Estaba en una habitación ajena acostado en una cama de tamaño individual, acomodada a 30 centímetros laterales de una ventana con vista al patio; vista que al mismo tiempo es obstaculizada por las ramas de un árbol exterior colindante con la ventana.
Aproximadamente eran las 6:30 de la mañana del jueves 31 de diciembre del 2020 y los pájaros comenzaban a cantar. De una de las ramas gruesas de ese árbol cuelga la jaula de un perico que no quiere repetir palabras porque prefiere piropear con un chiflido. A su manera estridente, ese perico acompaña el canto del resto de las aves.
El canto me despertó con recuerdos de cuando estudiaba la preparatoria; aún vivía en Hermosillo y desde el que fue mi cuarto muchos años también se podía escuchar por las mañanas el canto de los pájaros.

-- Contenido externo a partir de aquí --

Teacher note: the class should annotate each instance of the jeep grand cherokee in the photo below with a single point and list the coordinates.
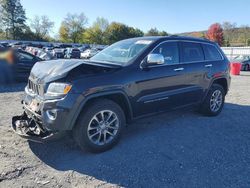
(130, 79)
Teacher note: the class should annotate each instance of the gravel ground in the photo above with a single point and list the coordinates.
(177, 149)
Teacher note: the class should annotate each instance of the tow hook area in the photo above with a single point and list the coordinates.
(27, 128)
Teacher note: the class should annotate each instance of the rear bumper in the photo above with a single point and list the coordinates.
(27, 128)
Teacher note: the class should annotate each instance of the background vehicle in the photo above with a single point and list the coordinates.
(244, 60)
(2, 48)
(89, 53)
(58, 52)
(129, 79)
(73, 53)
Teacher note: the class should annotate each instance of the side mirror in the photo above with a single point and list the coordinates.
(155, 59)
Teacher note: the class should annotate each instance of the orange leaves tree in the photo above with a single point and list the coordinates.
(215, 33)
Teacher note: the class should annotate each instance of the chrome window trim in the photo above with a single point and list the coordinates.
(187, 62)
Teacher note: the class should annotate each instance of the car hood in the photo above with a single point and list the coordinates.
(47, 71)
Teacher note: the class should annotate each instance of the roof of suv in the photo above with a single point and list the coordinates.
(175, 37)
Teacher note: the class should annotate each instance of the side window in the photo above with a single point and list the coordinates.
(191, 52)
(170, 52)
(211, 52)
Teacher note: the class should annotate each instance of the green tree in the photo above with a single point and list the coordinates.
(156, 32)
(12, 18)
(41, 27)
(118, 31)
(72, 27)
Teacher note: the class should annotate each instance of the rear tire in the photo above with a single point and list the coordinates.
(247, 67)
(100, 126)
(214, 101)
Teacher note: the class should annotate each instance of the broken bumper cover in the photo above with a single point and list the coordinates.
(29, 129)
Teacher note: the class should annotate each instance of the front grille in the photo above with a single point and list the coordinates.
(35, 88)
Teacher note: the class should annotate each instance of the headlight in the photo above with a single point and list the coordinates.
(58, 89)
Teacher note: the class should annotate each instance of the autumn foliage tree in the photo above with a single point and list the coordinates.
(215, 33)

Entonces yo sufría de insomnio -mi némesis histórica- y era una persona fácilmente irritable, por lo que el canto no me parecía melodioso, sino un ruido insufrible. En específico, esas reminiscencias eran sobre mi padre. Uno de esos días de época preparatoriana mi papá fue a despertarme por la mañana, y a lo mejor leyó mentalmente mi malestar emocional y me lo dejó claro aconsejándome que escuchara con atención el canto, pues se trataba de Dios “hablándome”.
Mientras escuchaba el canto de fin de año, recordé el consejo de mi padre y traté de “comprender” lo que los pájaros tenían que decir. Obviamente no comprendí nada, “escucharlos” buscando un mensaje oculto es una cursilería, pero me entretuve realizando una actividad retrospectiva.
Los pájaros me regresaron de mi ensueño, de la etapa de inconsciencia que por naturaleza compartimos y en la que aceptamos el papel de sujetos pasivos ante el acontecer universal, para ponerme a pensar acerca de si tenía algún propósito para el próximo año y aquí es donde se complica mi narración.
Haré mi mayor esfuerzo posible por darle unidad a este escrito, pero debo empezar afirmando que la desidia no es un elemento del carácter que uno deba confesar públicamente, no obstante, y en un arranque de confianza ingenua pensando que lo que escriba no será utilizado en mi contra, debo aceptar que cuando se trata de sentarse a escribir estas líneas semanales soy una persona sumamente apática.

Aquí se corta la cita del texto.